Nous pouvons découvrir l’agencement du centre ville sur ce plan d’Haubourdin de 1702. Au centre, la place formée par le croisement de la rue de Lille à Haubourdin et du pavé de l’église, devenus respectivement rue Sadi-Carnot et rue Léon Gambetta. En bas et à droite le pont levis sur la Deûle. En haut et à gauche, la « ruyelle du Croissant ». C’est la plus ancienne rue de notre commune à n’avoir jamais changé de nom ! Au centre de la place, la Halle Echevinale, ancêtre de notre Hôtel de Ville, avec à sa gauche la chapelle Saint-Jean – Saint-Eloi, dite chapelle des Crépins. A l’extrémité gauche de la place, le pilori où l’on attachait les personnes condamnées pour des larcins afin de les exposer à la population. A côté du pilori s’ouvre le petit pavé, notre actuelle sur Victor Hugo. A l’entrée de cette rue et à gauche, la prison municipale.

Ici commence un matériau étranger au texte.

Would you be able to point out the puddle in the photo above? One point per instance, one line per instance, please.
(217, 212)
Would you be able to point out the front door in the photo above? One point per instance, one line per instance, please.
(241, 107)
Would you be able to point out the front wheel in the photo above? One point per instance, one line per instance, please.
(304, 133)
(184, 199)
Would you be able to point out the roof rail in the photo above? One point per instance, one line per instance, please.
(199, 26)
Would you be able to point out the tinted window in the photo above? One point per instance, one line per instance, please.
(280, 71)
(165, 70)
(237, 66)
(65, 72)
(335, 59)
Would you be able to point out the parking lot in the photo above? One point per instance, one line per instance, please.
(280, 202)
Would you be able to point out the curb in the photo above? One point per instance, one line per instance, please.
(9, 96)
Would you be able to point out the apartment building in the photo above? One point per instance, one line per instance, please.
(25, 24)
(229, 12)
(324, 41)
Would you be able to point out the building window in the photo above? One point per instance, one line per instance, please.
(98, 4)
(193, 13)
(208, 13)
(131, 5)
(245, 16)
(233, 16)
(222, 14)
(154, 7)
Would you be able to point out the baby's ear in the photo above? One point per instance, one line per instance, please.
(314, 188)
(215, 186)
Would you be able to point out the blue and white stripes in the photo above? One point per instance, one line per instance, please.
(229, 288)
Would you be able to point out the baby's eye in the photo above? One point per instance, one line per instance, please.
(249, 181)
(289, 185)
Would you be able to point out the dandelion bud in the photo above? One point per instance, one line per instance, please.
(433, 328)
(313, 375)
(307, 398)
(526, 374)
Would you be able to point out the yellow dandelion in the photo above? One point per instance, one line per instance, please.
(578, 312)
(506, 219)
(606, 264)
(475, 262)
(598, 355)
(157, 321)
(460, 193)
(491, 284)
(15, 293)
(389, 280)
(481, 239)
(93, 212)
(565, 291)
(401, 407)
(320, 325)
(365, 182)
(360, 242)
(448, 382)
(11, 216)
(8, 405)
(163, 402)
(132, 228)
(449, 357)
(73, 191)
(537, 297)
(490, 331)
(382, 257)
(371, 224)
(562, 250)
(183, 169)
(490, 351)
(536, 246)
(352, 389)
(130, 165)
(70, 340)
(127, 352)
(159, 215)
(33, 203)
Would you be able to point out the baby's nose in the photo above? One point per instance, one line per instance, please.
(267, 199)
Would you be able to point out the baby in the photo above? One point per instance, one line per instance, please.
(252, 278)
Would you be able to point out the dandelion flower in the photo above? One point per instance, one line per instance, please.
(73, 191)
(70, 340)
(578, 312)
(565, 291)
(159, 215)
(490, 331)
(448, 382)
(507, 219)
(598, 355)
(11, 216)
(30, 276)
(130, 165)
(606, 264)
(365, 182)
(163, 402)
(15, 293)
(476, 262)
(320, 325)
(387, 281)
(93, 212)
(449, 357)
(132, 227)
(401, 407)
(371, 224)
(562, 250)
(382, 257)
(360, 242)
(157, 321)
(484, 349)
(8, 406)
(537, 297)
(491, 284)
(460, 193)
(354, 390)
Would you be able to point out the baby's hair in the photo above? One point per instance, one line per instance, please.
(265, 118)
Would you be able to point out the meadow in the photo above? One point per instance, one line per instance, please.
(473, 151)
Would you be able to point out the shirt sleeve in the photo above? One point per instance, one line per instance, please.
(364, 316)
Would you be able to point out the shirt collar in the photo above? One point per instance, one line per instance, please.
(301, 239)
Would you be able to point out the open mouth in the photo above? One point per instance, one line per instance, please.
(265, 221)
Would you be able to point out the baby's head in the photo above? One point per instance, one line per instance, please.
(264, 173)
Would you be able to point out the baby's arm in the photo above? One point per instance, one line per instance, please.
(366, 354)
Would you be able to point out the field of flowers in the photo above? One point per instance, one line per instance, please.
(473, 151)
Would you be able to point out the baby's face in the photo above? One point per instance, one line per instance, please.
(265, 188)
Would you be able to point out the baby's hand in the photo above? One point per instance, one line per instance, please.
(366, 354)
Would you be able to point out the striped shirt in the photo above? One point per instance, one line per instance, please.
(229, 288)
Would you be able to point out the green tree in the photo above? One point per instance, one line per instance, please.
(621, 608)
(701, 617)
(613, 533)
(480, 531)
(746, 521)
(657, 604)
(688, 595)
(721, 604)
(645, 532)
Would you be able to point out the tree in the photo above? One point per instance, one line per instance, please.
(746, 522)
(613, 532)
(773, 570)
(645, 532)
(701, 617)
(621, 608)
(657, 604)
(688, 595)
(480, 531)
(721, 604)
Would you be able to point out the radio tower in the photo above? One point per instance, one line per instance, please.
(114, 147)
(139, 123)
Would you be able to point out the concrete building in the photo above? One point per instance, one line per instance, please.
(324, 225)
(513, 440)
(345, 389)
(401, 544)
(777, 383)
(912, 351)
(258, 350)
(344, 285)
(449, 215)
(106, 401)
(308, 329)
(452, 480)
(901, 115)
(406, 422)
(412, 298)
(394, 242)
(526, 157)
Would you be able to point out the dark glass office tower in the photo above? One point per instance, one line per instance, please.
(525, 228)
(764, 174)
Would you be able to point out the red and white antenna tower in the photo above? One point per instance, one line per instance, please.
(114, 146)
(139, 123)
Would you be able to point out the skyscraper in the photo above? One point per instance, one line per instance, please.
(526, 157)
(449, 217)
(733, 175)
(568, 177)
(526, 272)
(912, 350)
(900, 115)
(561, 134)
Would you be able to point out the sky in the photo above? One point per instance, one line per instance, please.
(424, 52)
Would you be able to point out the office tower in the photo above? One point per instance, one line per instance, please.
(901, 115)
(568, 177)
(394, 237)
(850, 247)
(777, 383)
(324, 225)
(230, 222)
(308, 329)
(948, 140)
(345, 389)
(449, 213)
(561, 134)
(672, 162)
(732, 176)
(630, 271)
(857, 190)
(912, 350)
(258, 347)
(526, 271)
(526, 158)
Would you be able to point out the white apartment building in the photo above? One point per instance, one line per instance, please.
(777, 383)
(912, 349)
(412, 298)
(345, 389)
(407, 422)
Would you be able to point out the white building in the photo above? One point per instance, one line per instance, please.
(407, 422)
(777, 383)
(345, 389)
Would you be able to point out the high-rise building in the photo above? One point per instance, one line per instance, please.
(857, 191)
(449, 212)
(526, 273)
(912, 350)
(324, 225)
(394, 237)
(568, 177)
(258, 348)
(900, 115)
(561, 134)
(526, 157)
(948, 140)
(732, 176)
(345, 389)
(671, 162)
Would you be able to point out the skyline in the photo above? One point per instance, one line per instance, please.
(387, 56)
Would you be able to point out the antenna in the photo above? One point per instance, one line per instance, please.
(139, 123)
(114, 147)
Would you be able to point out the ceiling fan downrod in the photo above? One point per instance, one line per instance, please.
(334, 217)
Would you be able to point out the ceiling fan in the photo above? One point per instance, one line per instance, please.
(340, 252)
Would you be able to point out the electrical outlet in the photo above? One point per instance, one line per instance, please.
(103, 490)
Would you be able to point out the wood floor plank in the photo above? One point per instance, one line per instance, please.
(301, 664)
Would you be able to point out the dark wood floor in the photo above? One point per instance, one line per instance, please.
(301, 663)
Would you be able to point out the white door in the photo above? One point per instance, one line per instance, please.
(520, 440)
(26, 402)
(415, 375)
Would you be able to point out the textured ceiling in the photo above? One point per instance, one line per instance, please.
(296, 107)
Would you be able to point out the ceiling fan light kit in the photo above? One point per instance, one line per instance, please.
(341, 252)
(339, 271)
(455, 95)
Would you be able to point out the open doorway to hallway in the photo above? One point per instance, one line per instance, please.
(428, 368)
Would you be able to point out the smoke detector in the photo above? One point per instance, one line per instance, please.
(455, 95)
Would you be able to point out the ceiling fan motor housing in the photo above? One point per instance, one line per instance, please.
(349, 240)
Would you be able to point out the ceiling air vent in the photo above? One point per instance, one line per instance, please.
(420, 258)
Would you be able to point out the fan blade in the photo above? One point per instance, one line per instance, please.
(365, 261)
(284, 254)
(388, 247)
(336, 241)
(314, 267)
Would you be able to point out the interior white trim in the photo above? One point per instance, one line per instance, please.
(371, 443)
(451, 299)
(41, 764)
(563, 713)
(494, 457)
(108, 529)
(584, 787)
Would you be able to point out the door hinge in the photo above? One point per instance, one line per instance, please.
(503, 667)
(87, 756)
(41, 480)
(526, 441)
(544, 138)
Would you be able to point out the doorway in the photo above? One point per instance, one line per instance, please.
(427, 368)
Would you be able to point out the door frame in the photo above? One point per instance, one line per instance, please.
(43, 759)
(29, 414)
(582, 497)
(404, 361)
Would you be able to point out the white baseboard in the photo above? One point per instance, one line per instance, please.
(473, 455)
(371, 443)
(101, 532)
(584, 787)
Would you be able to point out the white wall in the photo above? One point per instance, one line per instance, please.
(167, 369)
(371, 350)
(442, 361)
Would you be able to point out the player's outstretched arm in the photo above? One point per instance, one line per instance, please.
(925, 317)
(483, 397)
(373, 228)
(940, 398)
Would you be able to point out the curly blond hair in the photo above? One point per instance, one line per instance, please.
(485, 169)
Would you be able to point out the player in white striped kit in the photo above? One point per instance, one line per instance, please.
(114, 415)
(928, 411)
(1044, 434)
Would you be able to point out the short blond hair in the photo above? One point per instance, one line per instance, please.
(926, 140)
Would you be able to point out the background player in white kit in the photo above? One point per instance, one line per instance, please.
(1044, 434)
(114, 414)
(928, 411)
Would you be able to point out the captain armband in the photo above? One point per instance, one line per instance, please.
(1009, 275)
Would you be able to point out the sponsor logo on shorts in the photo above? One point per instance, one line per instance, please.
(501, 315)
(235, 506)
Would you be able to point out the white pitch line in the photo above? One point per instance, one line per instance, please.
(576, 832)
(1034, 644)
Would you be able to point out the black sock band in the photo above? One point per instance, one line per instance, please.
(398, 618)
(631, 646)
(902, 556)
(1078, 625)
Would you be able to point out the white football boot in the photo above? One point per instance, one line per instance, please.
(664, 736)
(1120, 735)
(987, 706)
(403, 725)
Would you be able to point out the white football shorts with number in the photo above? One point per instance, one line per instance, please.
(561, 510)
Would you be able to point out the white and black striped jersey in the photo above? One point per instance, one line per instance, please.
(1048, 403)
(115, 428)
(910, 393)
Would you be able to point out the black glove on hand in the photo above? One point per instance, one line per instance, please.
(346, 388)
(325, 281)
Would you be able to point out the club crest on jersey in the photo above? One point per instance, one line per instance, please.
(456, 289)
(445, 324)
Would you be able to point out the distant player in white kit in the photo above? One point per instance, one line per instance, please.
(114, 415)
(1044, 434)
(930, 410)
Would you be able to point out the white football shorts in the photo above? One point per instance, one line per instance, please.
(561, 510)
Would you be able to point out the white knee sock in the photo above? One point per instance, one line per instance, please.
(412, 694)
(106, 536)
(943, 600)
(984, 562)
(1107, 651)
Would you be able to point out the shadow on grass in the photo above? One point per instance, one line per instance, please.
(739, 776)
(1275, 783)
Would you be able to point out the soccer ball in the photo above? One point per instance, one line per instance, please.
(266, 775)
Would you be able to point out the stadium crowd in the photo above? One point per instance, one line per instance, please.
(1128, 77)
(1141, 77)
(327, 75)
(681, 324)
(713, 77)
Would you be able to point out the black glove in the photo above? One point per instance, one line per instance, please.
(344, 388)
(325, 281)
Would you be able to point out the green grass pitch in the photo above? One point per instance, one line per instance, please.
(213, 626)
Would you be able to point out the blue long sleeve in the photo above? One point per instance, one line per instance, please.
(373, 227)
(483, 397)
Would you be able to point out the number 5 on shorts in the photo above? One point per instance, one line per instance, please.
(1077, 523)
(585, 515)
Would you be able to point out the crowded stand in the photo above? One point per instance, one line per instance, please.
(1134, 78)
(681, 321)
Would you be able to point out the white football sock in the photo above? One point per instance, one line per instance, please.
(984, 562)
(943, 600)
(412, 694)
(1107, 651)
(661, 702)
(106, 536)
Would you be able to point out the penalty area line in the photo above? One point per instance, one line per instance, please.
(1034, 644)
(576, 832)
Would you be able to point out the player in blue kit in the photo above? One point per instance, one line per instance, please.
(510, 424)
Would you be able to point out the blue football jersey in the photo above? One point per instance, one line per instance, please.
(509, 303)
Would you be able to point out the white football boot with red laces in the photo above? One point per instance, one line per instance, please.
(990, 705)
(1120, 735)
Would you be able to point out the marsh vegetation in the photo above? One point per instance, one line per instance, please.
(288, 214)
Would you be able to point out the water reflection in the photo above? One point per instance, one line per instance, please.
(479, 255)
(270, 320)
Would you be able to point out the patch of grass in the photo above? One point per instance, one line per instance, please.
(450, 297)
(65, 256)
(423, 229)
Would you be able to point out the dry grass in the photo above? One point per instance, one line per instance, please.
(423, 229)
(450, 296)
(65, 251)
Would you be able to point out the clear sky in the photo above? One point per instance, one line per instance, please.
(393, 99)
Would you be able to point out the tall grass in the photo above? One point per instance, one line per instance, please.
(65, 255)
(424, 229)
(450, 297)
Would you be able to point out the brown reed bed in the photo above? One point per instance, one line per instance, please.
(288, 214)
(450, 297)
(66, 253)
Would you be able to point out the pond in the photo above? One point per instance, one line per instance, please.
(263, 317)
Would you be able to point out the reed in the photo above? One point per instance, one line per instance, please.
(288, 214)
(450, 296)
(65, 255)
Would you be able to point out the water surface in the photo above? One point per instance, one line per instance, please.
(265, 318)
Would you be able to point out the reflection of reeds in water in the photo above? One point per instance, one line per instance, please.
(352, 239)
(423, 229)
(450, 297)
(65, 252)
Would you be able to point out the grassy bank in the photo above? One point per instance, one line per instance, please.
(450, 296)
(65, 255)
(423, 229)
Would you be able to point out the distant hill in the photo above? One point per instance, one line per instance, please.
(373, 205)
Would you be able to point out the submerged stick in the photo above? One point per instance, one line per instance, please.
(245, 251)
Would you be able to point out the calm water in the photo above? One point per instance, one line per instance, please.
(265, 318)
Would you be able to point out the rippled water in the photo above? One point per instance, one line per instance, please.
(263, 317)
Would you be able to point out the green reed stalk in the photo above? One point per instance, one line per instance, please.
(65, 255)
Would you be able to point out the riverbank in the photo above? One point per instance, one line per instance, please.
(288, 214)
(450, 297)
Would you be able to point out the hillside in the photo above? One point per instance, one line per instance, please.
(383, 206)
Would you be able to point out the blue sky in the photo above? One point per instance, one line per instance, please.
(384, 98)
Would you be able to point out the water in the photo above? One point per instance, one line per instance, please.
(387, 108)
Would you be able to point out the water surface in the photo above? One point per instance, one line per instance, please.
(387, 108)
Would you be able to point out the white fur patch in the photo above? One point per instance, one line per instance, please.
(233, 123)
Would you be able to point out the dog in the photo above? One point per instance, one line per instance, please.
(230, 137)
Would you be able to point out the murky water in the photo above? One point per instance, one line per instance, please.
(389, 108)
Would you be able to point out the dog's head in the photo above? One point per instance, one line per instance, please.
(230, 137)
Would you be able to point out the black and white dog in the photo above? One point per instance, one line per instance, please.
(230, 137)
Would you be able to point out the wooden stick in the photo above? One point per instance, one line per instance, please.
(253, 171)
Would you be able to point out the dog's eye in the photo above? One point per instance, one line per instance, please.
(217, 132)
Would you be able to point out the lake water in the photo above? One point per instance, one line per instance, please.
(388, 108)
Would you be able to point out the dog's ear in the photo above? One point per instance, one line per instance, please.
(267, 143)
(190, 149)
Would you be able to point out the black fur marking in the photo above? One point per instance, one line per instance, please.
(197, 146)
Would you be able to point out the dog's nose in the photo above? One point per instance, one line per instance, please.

La halle échevinale d’Haubourdin, devenue mairie, photographiée au XIXème siècle.
La petite rue entre les bâtiments, à droite, est notre actuelle rue Gambetta. Le personnage de petite taille qui se tient devant le pignon est le légendaire « Petit Poulain », porteur de télégrammes.
A l’époque féodale, l’administration de la commune est double. Le seigneur est représenté par le Corps Féodal constitué du bailly et des hommes de fiefs. Les habitants sont représentés par le Corps Echevinal ou Loi composé du mayeur et des échevins. Ce dernier corps est l’ancètre de notre actuel Conseil Municipal, composé du maire et de ses adjoints et conseillers municipaux. Les deux corps avaient sous leur responsabilité le greffier, le receveur et les sergents.
Toutes les séances de ces deux juridictions se tiennent dans la Halle, l’équivalent actuel de l’Hôtel de Ville. La Halle est une modeste construction carrée à un étage coiffée d’une très haute toiture à quadruple versant. La chapelle Saint-Jean – Saint-Eloi, chapelle seigneuriale présente sur le plan fut démolie en 1801 car elle tombait en ruine. Elle fut remplacée par des pièces surmontées d’une grand salle.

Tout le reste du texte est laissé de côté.